The Discovery of a New, Safer Blue Paint
Throughout history, blue paint has been difficult to produce, toxic, rare, and short-lived. Cobalt blue can have carcinogens, and Prussian blue can produce cyanide, while other blues often fade with heat or acid. But in November of 2009, Oregon State University discovered a new manganese based pigment that bypasses all of these shortcomings.
They published their findings in the Journal of the American Chemical Society, and applied for a patent. Funding for the research came from the National Science Foundation, and they recieved assistance from researchers at the Materials Department of the University of California, Santa Barbara.
The new paint is not only safer to produce and more environmentally benign than any being used now or in the past, but can survive intensely high temperatures and a week in a bath of acid. OSU Professor of Materials Science Mas Subramanian explains that the discovery of the pigment was a mistake.
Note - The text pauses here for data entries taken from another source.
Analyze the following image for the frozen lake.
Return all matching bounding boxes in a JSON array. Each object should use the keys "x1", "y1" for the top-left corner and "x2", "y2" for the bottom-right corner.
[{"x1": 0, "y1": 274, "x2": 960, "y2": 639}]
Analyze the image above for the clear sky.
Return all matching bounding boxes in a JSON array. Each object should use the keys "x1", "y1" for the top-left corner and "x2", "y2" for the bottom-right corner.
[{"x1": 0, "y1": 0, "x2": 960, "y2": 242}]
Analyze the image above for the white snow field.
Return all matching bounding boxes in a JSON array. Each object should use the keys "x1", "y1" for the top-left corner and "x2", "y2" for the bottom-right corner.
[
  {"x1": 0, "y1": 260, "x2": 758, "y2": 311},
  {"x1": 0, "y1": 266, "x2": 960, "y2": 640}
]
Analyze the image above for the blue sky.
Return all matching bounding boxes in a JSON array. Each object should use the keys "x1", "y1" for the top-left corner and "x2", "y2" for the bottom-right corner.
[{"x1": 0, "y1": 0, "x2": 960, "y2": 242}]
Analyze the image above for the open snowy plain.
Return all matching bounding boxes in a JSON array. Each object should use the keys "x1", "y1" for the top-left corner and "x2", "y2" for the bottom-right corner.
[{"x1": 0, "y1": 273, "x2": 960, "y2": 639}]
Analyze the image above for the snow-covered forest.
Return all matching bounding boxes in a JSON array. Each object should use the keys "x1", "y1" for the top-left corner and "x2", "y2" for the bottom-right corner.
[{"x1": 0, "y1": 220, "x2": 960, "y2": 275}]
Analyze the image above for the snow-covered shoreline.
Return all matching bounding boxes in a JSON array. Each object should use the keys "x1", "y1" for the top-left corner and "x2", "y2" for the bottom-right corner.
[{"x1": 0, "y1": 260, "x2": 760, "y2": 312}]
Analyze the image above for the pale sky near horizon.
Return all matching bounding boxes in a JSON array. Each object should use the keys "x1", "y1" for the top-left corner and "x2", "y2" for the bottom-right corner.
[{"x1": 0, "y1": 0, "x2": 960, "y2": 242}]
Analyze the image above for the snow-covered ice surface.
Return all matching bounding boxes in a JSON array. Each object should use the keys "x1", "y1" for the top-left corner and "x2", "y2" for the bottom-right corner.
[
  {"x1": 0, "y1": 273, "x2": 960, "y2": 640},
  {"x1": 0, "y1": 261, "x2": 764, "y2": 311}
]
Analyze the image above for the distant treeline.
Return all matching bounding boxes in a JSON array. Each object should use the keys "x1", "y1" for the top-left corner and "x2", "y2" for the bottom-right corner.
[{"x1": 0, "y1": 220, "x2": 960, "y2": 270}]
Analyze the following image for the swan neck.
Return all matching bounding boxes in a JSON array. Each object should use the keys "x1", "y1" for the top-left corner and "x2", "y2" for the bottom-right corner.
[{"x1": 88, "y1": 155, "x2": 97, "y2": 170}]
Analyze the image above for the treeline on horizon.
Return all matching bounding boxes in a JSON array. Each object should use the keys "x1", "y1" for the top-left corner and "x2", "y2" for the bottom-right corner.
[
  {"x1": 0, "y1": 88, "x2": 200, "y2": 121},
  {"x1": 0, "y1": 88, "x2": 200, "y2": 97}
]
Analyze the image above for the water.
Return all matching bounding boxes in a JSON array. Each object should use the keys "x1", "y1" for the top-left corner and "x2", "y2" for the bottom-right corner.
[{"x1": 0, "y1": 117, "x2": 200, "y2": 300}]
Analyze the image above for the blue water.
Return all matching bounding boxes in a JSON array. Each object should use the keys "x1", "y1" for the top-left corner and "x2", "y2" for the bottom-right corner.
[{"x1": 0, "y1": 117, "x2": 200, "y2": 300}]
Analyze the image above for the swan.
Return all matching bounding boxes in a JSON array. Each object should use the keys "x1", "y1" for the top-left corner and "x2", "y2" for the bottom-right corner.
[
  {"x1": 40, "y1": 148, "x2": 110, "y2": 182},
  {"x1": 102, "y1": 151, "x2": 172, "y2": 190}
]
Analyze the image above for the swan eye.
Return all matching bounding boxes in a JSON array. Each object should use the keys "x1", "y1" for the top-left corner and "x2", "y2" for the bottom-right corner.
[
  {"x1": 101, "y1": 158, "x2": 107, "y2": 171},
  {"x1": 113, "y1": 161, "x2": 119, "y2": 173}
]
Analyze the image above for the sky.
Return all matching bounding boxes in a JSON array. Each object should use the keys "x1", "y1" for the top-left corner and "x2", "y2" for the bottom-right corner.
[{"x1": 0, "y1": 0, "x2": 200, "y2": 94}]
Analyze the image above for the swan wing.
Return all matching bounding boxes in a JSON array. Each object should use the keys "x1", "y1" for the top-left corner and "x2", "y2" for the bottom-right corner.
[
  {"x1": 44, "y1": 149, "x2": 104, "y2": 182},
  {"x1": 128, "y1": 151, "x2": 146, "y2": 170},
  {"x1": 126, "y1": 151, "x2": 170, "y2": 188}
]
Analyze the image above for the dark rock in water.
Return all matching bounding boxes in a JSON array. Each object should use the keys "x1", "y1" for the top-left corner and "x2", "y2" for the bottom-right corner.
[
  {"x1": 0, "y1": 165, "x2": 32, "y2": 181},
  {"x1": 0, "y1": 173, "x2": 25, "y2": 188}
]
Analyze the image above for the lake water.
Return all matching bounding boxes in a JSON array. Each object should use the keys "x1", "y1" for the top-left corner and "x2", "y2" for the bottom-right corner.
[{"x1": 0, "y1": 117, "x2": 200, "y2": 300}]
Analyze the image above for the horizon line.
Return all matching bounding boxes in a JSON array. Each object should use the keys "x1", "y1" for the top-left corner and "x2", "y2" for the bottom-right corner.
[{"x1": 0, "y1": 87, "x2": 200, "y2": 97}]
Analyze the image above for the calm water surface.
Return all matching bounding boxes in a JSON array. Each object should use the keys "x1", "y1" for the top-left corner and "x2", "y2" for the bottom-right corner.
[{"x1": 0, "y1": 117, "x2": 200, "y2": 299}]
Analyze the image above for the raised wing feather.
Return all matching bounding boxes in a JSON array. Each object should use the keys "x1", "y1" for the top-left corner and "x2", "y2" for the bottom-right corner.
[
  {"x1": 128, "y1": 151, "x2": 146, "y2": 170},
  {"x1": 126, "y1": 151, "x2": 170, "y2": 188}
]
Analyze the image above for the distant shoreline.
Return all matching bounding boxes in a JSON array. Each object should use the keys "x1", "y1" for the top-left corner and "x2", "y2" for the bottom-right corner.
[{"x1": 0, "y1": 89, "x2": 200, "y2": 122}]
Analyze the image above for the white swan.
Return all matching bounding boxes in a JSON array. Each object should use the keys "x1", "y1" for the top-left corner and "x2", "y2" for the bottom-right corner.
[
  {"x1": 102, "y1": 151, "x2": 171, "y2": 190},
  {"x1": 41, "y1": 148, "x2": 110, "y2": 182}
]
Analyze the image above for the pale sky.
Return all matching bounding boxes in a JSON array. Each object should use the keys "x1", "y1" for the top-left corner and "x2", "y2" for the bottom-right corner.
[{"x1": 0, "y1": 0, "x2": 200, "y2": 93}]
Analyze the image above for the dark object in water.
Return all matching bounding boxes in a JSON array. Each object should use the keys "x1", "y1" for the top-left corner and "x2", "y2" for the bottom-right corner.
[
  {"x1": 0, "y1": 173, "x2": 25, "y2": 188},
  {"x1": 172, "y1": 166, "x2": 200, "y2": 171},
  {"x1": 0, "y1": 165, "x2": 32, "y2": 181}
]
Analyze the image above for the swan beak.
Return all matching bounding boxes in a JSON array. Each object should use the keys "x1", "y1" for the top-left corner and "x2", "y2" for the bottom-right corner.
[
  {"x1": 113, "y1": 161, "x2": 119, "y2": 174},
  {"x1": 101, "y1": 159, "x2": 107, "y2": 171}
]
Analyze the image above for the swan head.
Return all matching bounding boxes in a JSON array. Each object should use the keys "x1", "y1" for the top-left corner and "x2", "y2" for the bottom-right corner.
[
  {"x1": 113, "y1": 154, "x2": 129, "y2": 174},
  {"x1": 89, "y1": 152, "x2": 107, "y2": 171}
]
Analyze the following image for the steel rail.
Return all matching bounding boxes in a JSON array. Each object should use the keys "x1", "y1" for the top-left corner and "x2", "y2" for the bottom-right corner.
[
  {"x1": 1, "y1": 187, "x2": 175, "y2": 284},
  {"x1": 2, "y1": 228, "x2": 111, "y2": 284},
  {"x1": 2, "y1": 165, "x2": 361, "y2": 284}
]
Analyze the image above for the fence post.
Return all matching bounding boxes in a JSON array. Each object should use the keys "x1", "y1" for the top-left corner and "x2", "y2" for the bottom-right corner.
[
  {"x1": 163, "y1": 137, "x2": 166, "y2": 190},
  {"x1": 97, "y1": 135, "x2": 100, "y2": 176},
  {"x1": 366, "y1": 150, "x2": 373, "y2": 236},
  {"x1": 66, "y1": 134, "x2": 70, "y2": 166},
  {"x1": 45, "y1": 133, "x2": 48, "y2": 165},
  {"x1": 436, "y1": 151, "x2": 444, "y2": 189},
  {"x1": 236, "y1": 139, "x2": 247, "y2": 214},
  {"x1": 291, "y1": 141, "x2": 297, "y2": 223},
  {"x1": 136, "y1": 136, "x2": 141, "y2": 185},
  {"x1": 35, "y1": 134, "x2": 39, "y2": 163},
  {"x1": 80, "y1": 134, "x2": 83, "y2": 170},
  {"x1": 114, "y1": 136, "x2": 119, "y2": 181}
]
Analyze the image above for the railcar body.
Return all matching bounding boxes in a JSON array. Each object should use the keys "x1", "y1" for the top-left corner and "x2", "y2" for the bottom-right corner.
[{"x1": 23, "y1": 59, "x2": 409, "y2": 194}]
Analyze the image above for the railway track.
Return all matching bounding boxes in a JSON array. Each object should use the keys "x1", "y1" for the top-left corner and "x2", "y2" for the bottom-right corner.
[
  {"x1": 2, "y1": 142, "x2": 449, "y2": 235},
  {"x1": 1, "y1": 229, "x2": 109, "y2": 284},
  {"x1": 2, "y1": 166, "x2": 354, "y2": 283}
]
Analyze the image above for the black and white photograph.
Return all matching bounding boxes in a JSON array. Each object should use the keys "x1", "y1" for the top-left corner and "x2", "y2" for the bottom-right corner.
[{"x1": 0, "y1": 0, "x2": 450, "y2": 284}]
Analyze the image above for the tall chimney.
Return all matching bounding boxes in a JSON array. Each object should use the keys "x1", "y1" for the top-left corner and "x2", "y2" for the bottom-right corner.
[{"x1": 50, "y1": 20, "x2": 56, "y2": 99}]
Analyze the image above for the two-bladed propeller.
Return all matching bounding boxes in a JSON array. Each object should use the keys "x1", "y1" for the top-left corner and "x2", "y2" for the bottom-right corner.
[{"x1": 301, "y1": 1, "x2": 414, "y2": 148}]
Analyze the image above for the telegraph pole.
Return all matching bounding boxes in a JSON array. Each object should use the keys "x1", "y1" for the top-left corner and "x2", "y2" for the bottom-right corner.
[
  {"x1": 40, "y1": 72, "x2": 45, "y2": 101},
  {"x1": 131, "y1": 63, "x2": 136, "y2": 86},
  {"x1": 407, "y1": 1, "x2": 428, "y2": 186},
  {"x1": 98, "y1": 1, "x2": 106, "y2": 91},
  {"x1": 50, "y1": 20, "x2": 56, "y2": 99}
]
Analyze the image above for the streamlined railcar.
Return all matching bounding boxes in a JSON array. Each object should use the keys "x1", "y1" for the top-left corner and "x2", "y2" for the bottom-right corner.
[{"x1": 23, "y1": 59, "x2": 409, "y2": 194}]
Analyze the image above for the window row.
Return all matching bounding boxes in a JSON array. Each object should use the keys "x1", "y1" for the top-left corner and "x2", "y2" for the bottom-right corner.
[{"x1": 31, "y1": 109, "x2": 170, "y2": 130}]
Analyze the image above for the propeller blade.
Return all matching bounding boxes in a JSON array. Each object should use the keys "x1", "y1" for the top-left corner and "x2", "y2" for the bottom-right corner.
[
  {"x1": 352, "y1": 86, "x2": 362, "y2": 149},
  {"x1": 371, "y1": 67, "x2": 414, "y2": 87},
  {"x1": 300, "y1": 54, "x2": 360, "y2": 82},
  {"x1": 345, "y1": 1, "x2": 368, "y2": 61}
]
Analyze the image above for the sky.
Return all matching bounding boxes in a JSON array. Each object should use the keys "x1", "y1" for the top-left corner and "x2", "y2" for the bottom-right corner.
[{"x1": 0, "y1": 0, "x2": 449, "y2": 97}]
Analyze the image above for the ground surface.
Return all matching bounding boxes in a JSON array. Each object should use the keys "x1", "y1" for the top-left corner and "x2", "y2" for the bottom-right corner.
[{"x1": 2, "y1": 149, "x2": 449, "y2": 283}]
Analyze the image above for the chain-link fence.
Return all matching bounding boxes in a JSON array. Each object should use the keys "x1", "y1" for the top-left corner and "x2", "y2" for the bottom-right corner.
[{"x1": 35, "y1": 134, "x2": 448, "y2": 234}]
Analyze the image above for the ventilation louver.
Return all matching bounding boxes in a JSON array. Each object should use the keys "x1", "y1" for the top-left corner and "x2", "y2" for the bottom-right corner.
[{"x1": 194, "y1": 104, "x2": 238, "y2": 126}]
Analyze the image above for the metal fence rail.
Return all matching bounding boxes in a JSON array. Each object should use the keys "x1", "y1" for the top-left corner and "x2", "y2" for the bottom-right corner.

They were studying manganese oxides for their interesting electronic properties, when one day a student pulled some samples out of a furnace to find that they had turned a very brilliant blue.
At roughly twelve hundred degrees Celsius, the chemical structure of the manganese oxide changed. The manganese ions restructured themselves into an unusual trigonal bipyramidal coordination, producing a new blue pigment which appears to be better than any previous incarnation, and cheap to produce.
The pigment is likely to find its way into printers, automobiles, artwork, and house paint.